I’ve written quite a few looking-back posts over the last three years, as I hit 200 posts and then 250 posts. But I realised I’d missed my 10th anniversary, which is a reason for one more reflection post. I guess these are a bigger version of my done lists or my writing journals. Whatever they are, thank you for being part of the journey.
On 12 February 2013, a little academic advisor with dreams about writing a book one day, registered a free domain with WordPress and started writing down the advice she was giving in workshops and individual sessions. Mostly, I kept seeing the same issues over and over again, and I wanted an individual resource pack that I could easily share with students.
I used to do worksheets that I photocopied and handed out, and they were great. I am told there are still copies of copies of copies of those worksheets floating around, being handed on from student to student. Even then I knew that having my advice somewhere that people could easily share would be useful too.
I also saw my work as being somehow scrappy and outside the system—which, to be clear, it absolutely was. My blog was an open secret, but it wasn’t in any way approved by my workplace. I had idiosyncratic ideas, and I talked about feelings, and I used swear words, and so many metaphors. This is back in the days when all the blogging people were relatively small fry. The Thesis Whisperer was about 3 years old, and Inger Mewburn had not yet become the Director of Research Training at ANU (let alone become a professor). Now… I look around at my colleagues and co-authors, and I think maybe we are the system.
Writing Well and Being Well for your PhD and Beyond started life as a book proposal I wrote in 2014 based on an early version of the writing cycle (which I discussed in one of my first posts from March 2013). So I’ve spent a lot of time back in those first posts, about procrastination, perfectionism, feelings, bodies and metaphors. Of course, ten years is a lot of teaching, learning, writing and rewriting (some of those early posts got re-written as second editions back in 2017, and one even got a third edition in 2020). In the new book, I give links to these earlier versions as a way of showing my working, of drafting in public.

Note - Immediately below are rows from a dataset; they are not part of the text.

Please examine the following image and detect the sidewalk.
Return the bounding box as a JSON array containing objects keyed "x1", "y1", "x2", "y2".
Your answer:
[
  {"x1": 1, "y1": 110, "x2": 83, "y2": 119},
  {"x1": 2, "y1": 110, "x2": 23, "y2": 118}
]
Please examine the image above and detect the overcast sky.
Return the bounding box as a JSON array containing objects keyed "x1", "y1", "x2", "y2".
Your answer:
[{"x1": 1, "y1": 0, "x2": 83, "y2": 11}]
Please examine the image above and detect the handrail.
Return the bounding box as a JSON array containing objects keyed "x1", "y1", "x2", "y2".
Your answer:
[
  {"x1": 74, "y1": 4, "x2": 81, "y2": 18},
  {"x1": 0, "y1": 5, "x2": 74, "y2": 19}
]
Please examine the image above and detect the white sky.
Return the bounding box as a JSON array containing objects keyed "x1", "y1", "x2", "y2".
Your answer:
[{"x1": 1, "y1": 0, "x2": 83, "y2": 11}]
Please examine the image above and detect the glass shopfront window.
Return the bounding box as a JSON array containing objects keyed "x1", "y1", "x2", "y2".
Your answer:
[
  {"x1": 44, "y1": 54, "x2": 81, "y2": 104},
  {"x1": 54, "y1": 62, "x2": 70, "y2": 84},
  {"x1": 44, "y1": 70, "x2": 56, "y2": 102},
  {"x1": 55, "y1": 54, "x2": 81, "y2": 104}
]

Writing Well and Being Well is going to be the fourth book that started life on this blog. How to Fix Your Academic Writing Trouble, Level Up your Essays and Your PhD Survival Guide all developed tools and advice I first explored on here, while also including a lot of material from me and my co-authors that was entirely new or were part of my workshops.
There is also a lot of the blog that hasn’t stood the test of time so well, or never caught on with readers. I have published over 280 posts, but the top posts are pretty consistent across time. People come to the blog for advice on concise writing , for taking Cornell Method notes , for advice on how long your sentences should be, and for tackling perfectionism, but also for advice on what logic or knowledge is or how to talk about your methodology. At the other end, a lot of posts get one or zero views in a year. I find this really helpful—it means I know what my audience is looking for, and when an idea immediately resonates. If I think something is important but didn’t really take off… then I know I need to try again, refining it until it works for people.
People used to find the blog pretty equally via Twitter and Facebook, then Facebook dwindled as a referrer, and now Twitter is joining it as a minor driver of traffic, so I guess the blog is in the middle of outliving the social web. This year, the top referrer is the Android WordPress App. Mostly, people have found my work via search engines, but I am pretty sure that’s because I’m on the first page of Google results if you need advice on writing more concisely. But thanks to the longstanding MVP blogger referrers, The Thesis Whisperer (though I see Inger is moving away from WordPress, end of an era TM), Raul Pacheco-Vega and Jo VanEvery—the admiration is mutual and I hope the traffic is too 🙂
I’m not sure I actually have any advice that anyone else should follow here. Sometimes I posted 14 times a year and sometimes I posted over 50 times. I’ve posted weekly, fortnightly, and whenever I felt like it. I’ve live blogged, I’ve written short snippets and long essays and so many listicles. I’ve been heavily multi-media, and I’ve stuck mostly to text. I had two guest posts in the entire history of the blog.
Maybe the most useful thing has been all the ways I’ve failed in public, or shown how long it takes for books to get written (a decade! a decade for the writing cycle book!), or left up all those posts that no-one reads—and simultaneously shown that the failures don’t mean you aren’t succeeding. I’ve published so many books recently that I’ve started to lose count of which book I’m on. Fail freely, and you will be freed from the shackles of failure. Failure is just part of the experiment. The point isn’t that we need to avoid failure , it’s that ‘being terrible at something the first time you try it has zero (ZERO!!!!!) correlation to whether this is a thing you can finally master.‘
Whether you come for the quick writing tips or the messy background stories of how writing really gets done, welcome. I’m glad you are here.